Jimmy Cajoleas, who was born in Jackson, Mississippi, earned his BA in Southern Studies and his MFA in creative writing from the University of Mississippi. He was nominated in the Youth Literature category for his novels Minor Prophets and The Rambling.
“This was my first time to be nominated, and it’s quite the honor,” said Cajoleas, who currently lives in New York.
In the Music Composition (Contemporary) category, Tim Lee and Susan Bauer Lee of the duo Bark won for their Terminal Everything album.
Tim Lee said this album is a slight departure for them, and that the whole project was quite cathartic and satisfying.
“In addition to the fact that we’ve grown as a recording entity, which is pretty different for a duo versus a larger combo, the subject matter is more personal,” Tim said. “These ten songs were all written in the aftermath of the loss of Susan’s dad, my mom, some close friends, and longtime canine companions. We opted to take a fairly unflinching approach to documenting that time, and I like to think it comes through in the songs.”
Susan says “This World” and “Walk Small” are her two favorite songs.
“I remember when Tim brought ‘This World’ in and we started working on it. It made me cry,” she said. “And ‘Walk Small’, when we started playing that song live I always introduced it by saying that it’s about being humbled by someone you loved very much and losing them. Both songs are mostly about Tim’s mom.”
Susan, a graphic designer, created the cover art for Terminal Everything, and says she knew before the record was finished what she had in mind for the artwork. It turned out exactly how she wanted.
“I had never cut linoleum or made a print in my life, but the label that put out the record is also a letterpress and everyone was generous with helping me get started and shepherding me through the process,” she said. “The art basically symbolizes our worlds being blown apart and the two of us hanging on to each other. Our parents are represented in the art by two tiny marks . . . a red dot on Tim’s hand represents his mother, whose name was Dot, and a diamond shape on my hand, which references a ham radio logo. My dad was a ham radio guy for as long as I could remember. The printing was a hot, sweaty, physical, cathartic thing, and when it was done, we were very happy with the results.”
When they first saw the nomination list, Tim and Susan saw many names of friends and artists of whom they were fans.
“When we found out we won, it was really a great feeling,” Tim said. “This is not a popularity contest, but an award based on the artistry of your work. We’re rock ’n’ roll folks, and I think it’s easy to overlook the art in that form. It’s very gratifying.
“It is a super cool honor and I was thrilled when we got the news.” Susan said.
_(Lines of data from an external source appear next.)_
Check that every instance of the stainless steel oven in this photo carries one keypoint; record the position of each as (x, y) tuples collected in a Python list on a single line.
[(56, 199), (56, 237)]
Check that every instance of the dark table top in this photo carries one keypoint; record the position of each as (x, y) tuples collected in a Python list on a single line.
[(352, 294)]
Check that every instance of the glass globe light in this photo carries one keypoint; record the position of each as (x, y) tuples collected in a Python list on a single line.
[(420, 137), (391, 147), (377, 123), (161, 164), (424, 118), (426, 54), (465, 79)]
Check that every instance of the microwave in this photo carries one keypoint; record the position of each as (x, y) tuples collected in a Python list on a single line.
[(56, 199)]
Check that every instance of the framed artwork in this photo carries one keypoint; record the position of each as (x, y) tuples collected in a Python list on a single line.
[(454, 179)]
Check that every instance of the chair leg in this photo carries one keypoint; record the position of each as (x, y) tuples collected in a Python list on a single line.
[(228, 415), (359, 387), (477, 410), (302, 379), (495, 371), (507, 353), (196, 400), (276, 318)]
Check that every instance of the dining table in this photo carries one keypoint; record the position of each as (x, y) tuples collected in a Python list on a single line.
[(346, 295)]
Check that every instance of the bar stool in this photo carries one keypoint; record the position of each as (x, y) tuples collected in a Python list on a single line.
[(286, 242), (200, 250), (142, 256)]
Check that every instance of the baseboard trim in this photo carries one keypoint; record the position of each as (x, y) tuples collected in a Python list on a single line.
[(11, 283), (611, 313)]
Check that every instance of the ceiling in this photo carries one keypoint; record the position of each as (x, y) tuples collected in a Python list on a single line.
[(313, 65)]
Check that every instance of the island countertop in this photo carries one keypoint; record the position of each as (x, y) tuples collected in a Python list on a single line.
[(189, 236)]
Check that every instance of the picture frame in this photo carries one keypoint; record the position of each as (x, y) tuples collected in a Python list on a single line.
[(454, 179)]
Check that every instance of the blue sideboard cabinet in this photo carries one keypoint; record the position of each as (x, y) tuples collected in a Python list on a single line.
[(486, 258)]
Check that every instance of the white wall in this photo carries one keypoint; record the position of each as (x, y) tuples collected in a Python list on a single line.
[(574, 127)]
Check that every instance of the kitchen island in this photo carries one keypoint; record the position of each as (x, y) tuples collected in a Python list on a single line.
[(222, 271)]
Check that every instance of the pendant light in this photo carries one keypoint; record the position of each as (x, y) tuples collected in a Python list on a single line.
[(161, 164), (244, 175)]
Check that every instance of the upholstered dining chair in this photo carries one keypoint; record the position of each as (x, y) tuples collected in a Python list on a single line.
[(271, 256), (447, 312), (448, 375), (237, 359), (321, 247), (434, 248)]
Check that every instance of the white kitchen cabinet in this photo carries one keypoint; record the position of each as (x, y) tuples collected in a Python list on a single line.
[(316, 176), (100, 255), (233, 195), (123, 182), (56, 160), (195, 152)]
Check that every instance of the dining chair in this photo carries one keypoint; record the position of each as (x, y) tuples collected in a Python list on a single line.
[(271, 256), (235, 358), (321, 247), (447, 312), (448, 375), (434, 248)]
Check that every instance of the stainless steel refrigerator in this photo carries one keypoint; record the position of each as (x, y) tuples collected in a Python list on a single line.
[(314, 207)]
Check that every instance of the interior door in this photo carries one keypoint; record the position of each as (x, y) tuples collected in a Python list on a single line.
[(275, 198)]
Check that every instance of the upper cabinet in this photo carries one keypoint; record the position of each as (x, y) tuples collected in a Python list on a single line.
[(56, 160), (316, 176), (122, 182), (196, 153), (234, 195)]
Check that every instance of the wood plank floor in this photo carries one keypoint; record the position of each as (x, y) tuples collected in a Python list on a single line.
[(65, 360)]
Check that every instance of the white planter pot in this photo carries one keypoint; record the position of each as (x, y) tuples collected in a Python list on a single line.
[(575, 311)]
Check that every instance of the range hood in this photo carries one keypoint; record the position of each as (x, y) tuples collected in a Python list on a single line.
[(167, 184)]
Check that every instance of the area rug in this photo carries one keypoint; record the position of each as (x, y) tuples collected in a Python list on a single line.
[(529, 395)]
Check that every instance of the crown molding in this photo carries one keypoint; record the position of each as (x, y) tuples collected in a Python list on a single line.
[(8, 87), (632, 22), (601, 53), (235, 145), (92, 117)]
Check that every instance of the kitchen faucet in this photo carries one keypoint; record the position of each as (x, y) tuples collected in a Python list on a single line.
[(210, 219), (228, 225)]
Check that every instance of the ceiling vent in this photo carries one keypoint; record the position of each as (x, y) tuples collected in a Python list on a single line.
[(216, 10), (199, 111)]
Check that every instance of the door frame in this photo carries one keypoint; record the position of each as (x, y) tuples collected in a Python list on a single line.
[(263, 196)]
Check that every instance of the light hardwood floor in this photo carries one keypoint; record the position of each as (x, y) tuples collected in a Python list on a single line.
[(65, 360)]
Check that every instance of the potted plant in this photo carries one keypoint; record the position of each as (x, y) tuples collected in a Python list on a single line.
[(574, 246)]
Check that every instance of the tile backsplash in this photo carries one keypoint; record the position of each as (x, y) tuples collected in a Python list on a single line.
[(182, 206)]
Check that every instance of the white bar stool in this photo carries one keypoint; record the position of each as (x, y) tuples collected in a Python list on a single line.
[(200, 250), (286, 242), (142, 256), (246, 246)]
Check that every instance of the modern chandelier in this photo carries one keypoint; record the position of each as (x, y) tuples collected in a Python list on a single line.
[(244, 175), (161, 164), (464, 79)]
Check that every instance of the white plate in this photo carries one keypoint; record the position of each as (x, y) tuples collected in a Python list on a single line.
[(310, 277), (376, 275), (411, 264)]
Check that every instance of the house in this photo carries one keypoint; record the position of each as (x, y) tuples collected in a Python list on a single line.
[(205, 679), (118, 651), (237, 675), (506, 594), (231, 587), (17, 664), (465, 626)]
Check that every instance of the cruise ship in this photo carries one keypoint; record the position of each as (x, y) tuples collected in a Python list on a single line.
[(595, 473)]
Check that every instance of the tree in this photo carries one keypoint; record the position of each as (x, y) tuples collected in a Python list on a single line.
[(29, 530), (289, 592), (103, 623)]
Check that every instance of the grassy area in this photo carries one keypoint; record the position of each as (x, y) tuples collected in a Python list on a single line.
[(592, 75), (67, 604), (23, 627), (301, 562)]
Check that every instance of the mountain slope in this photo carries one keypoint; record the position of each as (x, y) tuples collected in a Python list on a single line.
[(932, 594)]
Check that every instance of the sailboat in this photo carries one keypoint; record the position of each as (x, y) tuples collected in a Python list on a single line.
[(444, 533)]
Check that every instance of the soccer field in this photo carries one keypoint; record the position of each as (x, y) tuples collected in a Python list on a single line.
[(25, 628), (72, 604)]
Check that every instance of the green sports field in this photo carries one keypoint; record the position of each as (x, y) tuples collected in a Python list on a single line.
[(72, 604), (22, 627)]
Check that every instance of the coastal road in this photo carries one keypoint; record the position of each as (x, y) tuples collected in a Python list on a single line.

The Mississippi Institute of Arts and Letters’ juried competition is one of a kind in the state, with carefully selected judges, chosen from out of state, who are prominent in their field. Supported by members, MIAL is privately funded, self-perpetuating, and non-profit.
Although the 2020 Mississippi Institute of Arts and Letters banquet has been cancelled as a result of the Covid-19 virus, there are plans to recognize the accomplishments of the award recipients. Among these plans is a joint celebration of the 2020 and 2021 winners in early June 2021, in Pass Christian, Mississippi.